The incoming IoT big data era requires efficient and resource-saving mining of large sets of distributed data. To this end, a viable approach could be to attempt to resort to the synergic exploitation of two emerging paradigms, namely, Deep Neural Networks (DNNs) with early exits and Fog Computing. From an IoT perspective, the most appealing feature of DNNs is its hierarchical layer-wise organization that is exploited for feature learning and/or pattern analysis/classification, potentially matching the hierarchical organization of the underlying Fog-supported execution platform. However, both the training and inference phases of current DNNs are too cumbersome to be executed by IoT devices, and their remote and centralized implementation induces large communication delays and is bandwidth-wasting.
Motivated by these considerations, the two-year DeepFog project aims at developing the integration of the emerging paradigm of the Conditional DNNs (CDNNs) with early exits on the novel Fog Computing (FC) platform that is hierarchically organized in multiple networked tiers. For this purpose, the exploitation of the powerful and recent paradigm of Federated Learning (FL) is also utilized for the distributed and asynchronous Fog-supported training of the underlying CDNN under resource and fairness constraints.

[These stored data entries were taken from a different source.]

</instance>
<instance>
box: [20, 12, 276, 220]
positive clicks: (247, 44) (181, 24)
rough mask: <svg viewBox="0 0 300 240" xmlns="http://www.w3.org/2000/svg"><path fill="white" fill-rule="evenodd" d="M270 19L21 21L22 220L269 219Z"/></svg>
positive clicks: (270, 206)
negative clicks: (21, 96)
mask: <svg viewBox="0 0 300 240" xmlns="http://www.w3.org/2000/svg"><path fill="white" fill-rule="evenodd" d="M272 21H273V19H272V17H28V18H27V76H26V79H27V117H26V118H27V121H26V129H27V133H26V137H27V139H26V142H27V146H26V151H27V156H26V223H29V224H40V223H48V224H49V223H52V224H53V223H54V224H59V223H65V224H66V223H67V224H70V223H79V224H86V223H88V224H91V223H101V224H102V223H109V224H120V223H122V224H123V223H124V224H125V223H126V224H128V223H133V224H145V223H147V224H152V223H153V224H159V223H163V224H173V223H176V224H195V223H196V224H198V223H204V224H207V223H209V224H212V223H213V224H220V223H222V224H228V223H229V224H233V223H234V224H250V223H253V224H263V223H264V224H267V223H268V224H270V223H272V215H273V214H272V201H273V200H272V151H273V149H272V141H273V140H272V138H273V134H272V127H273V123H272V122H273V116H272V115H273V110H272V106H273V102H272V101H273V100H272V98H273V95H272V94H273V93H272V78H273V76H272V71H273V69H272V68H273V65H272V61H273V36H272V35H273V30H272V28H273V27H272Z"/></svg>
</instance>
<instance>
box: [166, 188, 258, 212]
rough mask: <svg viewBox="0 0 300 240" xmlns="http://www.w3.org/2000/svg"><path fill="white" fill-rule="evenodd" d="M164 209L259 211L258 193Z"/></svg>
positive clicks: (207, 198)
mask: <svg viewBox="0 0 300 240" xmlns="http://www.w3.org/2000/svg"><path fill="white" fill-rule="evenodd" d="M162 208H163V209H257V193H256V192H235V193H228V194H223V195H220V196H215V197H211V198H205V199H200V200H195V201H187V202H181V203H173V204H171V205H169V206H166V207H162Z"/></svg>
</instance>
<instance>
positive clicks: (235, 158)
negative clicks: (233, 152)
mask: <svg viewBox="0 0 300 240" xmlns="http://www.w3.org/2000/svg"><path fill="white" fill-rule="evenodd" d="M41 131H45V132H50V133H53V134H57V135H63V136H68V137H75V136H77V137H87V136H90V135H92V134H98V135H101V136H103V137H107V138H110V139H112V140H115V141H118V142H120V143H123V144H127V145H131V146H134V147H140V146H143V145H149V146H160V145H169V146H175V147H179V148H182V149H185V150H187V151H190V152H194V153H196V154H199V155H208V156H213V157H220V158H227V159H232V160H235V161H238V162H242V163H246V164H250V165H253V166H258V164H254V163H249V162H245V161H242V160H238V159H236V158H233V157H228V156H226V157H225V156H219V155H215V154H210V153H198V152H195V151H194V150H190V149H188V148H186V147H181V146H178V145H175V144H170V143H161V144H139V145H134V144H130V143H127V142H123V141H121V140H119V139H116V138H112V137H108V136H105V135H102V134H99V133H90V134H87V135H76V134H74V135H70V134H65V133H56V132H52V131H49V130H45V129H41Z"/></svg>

Overall, main goals of the DeepFog project are to:
- formalize the main building blocks and functionalities of the proposed DeepFog technological platform, by designing the most suitable algorithms for the CDNN training;
- design and validate through software simulations a novel asynchronous fast-adaptive FL protocol for the training of CDNNs for Fog-supported IoT stream applications;
- design and validate through extensive numerical tests the performance of the overall resulting optimized DeepFog technological platform, and compare its energy-vs.-complexity-vs.-accuracy performance under some real-world datasets for IoT-oriented real-time big-data applications.